Friday, August 19, 2005

First, last, and everything

Listening to: Mahler, Kindertotenleider

Yesterday was the first day of school and despite a few hitches here and there, it went off rather well. Lilly started 1st grade and despite her studious nature, was characteristically phlegmatic about everything.

"How did you like your teacher?"

"I like her."

"What did you do today?"

"Nothin'"

Marni, on the other hand, beside herself with the completion of her first day of the final year of pre-school, gave a step-by-step account of everything that happened. In case you're wondering, not a lot goes on in pre-school but don't tell Marni. As far as she's concerned, it's a veritable bee-hive of activity.

Pre-schhol? I don't get it, frankly. All of my children will have attended two years of pre-school prior to kindergarten but I'm wondering if it's done much other than expose them to the classroom. Everyone I knows sends their kids to pre-school so why don't we just start our kids in school at age three? Make it fourteen years of school instead of twelve.

Zeke started his first day of pre-school and I was afraid dropping him off would be traumatic. Indeed, as I escorted him through the classroom, trying to get him interested in various distractions ("SEE?!? New friends!!! Your teacher!!! A Guinea Pig!!!"), he wasn't having it and kept his grip firm on my leg. Finally, a box of toy cars caught his attention (or "Tars" in his insistentence on inverting his 'C's' and 'T's'). With him elbow deep in the box of tars, I was able to sneak out the door and make my escape.

Yet, it was traumatic. My heart was breaking. My baby was in school. Probably not the heartbreak that's going on over at Vicki's site but still, a cold slap in the face as I saw my little man take another step out of infancy.

I'm learning that along with the joy, parenthood is a matter of heartbreak by degrees.

7 comments:

landismom said...

Great post. Your first grader sounds a lot like mine (although we haven't started the school year yet). A typical exchange:

Me: What did you do at school today, Bee?

Bee: Do I have to tell you?

Me: Are you six or sixteen?

melody said...

Dude, it's all about the tars.

Angel said...

Awwww, I remember bawling when my daughter started Kindergarten. And she didn't go to preschool, but we think we're going to send our son next year. That boy is SO full of energy, *I* need the break! lol

Bernadette said...

How I appreciated this post and your musical reference. Mahler understood the nuances of parting and reconnecting--the sunshine being overwhelmed by the storm. Your children will cherish your understanding in these matters, Jim!

Glitzy said...

wow...they're all off in school now, eh? Amazing how time flies, I'm sure.

Hank said...

I was all set to get emotional when I dropped the Older Boy off at his first day of Kindergarten. His school is but 3 miles from our house, but I didn't control for the first day of school spike in traffic. We about 5 minutes late for school, I ran him into the room, had him sit down with the other kids in the circle on the rug and bolted. There was no time for the tearful goodbye.
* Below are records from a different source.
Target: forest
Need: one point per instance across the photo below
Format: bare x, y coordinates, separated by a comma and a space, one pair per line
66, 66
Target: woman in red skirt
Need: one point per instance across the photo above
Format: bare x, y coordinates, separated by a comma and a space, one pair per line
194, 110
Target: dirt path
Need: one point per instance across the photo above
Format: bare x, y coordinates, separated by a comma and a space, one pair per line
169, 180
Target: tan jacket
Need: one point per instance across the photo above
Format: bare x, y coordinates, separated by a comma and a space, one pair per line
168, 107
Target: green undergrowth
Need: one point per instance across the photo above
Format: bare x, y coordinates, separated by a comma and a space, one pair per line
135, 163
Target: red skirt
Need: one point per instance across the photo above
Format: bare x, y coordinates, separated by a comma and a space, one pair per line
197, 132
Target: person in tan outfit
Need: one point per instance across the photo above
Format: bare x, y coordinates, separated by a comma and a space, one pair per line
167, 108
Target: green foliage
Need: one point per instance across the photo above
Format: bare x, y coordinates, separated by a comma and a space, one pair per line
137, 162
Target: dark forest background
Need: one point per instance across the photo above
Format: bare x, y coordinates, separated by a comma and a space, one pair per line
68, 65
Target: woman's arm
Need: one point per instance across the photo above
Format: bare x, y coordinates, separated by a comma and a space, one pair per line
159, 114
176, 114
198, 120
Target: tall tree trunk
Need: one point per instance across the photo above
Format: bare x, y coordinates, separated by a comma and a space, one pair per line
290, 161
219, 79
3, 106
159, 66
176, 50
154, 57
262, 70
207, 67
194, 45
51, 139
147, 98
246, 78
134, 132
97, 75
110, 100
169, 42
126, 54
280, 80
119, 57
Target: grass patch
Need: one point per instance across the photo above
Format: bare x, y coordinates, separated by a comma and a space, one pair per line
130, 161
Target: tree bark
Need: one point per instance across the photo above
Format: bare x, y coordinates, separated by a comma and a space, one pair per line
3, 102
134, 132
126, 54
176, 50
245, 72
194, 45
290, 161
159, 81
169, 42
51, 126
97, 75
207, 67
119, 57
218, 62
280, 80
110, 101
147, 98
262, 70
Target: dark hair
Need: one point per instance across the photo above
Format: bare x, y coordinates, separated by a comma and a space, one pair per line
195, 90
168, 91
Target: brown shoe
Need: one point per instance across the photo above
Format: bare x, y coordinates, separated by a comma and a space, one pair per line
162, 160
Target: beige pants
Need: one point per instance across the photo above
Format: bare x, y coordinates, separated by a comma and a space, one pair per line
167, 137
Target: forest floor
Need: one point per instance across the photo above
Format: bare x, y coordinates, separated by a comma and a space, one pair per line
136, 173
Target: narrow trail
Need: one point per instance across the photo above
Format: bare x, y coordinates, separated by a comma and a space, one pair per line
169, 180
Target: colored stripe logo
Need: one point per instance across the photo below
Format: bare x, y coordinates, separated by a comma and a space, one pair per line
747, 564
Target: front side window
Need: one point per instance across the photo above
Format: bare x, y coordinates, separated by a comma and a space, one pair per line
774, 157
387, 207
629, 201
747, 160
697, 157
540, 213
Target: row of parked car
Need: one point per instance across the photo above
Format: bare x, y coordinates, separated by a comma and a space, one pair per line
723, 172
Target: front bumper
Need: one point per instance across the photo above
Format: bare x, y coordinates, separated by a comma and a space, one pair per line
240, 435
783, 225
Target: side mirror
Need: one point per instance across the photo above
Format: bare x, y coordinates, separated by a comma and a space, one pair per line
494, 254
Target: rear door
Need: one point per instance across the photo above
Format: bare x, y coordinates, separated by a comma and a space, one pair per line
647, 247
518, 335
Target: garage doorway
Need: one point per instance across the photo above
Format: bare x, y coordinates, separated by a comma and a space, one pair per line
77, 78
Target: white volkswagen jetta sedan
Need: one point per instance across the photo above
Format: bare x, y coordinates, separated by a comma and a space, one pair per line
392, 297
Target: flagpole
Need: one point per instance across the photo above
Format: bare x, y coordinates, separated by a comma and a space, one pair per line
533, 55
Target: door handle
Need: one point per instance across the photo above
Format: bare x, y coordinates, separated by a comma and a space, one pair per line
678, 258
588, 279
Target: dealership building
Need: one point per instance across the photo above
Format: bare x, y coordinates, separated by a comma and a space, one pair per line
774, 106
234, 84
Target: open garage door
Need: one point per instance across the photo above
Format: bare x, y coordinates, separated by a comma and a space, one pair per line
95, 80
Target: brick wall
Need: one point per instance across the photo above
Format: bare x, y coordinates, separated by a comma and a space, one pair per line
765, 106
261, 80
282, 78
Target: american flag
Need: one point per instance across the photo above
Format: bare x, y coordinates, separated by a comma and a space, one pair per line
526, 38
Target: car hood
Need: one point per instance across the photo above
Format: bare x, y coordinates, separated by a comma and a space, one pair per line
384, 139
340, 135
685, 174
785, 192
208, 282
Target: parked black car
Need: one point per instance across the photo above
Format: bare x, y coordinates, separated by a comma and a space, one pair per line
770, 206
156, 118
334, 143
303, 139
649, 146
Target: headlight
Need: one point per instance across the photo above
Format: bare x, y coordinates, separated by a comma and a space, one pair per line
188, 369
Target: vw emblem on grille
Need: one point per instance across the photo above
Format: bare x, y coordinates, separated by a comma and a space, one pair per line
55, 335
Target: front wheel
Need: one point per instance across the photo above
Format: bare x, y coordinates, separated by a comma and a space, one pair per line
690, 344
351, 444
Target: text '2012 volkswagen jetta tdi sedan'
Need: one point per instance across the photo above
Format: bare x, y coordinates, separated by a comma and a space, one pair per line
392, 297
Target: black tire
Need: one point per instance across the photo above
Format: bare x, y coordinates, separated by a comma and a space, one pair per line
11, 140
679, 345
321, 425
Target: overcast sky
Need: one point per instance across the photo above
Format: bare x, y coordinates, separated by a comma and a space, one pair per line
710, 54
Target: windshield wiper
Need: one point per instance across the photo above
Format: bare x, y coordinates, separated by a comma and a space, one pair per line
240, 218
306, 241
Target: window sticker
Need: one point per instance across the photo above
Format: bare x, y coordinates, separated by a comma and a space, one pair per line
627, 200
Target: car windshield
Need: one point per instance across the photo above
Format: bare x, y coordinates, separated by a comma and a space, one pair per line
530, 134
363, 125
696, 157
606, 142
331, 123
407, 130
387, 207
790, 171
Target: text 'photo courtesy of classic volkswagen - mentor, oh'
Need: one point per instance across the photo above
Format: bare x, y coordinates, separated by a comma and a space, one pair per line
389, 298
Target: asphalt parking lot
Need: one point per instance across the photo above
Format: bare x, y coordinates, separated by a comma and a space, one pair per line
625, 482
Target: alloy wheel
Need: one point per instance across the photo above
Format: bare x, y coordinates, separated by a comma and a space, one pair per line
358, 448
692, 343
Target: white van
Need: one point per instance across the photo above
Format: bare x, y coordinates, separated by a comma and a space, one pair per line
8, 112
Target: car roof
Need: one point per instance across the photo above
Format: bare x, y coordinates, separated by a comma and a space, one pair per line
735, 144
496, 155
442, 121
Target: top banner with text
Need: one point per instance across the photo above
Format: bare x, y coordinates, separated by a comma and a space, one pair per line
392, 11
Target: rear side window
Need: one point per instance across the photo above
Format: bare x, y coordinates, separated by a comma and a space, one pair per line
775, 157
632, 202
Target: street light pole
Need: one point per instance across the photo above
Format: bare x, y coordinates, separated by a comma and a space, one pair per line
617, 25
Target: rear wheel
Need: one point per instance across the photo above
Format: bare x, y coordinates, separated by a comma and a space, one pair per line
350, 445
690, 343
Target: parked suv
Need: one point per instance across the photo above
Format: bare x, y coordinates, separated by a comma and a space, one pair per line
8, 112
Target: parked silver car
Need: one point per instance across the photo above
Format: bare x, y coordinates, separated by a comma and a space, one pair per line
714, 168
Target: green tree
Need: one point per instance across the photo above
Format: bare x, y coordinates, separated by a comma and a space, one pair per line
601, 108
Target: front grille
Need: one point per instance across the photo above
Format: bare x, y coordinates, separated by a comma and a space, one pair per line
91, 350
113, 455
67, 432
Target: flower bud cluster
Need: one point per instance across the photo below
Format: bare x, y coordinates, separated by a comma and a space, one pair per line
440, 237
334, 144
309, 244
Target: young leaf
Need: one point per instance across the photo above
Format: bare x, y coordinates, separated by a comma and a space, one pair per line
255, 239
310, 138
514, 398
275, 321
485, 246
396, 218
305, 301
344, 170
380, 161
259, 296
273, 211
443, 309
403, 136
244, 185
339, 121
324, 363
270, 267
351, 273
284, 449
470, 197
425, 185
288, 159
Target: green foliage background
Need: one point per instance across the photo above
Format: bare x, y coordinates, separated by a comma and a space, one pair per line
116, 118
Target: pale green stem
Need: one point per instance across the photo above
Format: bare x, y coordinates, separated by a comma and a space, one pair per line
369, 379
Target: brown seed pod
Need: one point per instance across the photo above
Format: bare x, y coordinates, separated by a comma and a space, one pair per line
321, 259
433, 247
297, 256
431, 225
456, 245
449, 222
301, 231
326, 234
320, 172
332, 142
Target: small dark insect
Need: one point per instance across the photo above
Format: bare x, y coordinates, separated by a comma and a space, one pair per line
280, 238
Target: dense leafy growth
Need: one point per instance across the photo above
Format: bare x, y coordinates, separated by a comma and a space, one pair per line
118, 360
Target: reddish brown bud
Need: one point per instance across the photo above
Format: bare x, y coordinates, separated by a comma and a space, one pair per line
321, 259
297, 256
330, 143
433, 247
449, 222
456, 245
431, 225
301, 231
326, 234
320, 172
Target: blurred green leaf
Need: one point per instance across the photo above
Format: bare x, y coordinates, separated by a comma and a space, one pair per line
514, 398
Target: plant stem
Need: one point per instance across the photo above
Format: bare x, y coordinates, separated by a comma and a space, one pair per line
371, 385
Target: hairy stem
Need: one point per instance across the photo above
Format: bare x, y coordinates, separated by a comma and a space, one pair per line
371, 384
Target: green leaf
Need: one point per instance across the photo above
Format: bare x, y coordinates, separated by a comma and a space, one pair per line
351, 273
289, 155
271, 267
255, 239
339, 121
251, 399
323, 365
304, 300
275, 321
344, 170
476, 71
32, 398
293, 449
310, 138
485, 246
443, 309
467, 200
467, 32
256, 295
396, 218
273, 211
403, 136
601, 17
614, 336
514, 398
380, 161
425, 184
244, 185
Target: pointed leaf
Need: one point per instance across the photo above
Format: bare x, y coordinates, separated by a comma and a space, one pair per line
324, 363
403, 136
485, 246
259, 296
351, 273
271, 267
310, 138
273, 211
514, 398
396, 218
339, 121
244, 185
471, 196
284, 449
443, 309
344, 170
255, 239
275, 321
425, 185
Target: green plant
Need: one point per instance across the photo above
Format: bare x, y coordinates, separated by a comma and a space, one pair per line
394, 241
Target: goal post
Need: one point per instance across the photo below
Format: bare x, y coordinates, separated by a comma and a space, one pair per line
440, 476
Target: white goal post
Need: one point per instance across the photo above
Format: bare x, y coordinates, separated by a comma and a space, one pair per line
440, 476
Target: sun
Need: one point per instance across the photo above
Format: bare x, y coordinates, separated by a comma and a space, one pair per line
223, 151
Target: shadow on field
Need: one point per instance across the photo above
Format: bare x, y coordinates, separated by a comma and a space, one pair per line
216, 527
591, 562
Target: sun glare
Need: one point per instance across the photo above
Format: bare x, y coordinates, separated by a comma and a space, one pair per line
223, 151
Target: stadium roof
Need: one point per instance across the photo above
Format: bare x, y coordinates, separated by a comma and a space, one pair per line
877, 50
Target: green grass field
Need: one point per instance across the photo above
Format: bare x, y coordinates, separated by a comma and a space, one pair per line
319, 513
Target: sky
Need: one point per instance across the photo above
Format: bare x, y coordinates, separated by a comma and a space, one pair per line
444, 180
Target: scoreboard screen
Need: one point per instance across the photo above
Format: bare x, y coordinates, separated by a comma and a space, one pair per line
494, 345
Speaking of Kindergarten and Preschool, based on my memories of early elementary school, Preschool is now the equivalent of what Kindergarten used to be. I remember finger painting and playing and taking naps and having snacks in Kindergarten. First grade was where academics started: reading, math, etc. But the Older Boy learned to read in Kindergarten. He learned some math. Kindergarten used to be about getting used to the classroom. Now its the start of learning. If you're going to get anything out of Kindergarten you need to have gone to Preschool so you understand how to behave in the classroom.

vicki said...

I do love your writing so much- I missed it for a few days! Your tastte in music is quirky but good, too. :-)
Every little step they take away from you is a milestone- and strangely, some of the regressions are as well. I envy you your little girls, especially today. A preschool tummy to snuffle would be just the thing.

The high school response to "what did you do at school today?" was, "It doesn't matter." I always found that off-putting and sad. Last night she chatted fro hours about her new books, her new classes, her new apartment. Ain't life grand? (snif!)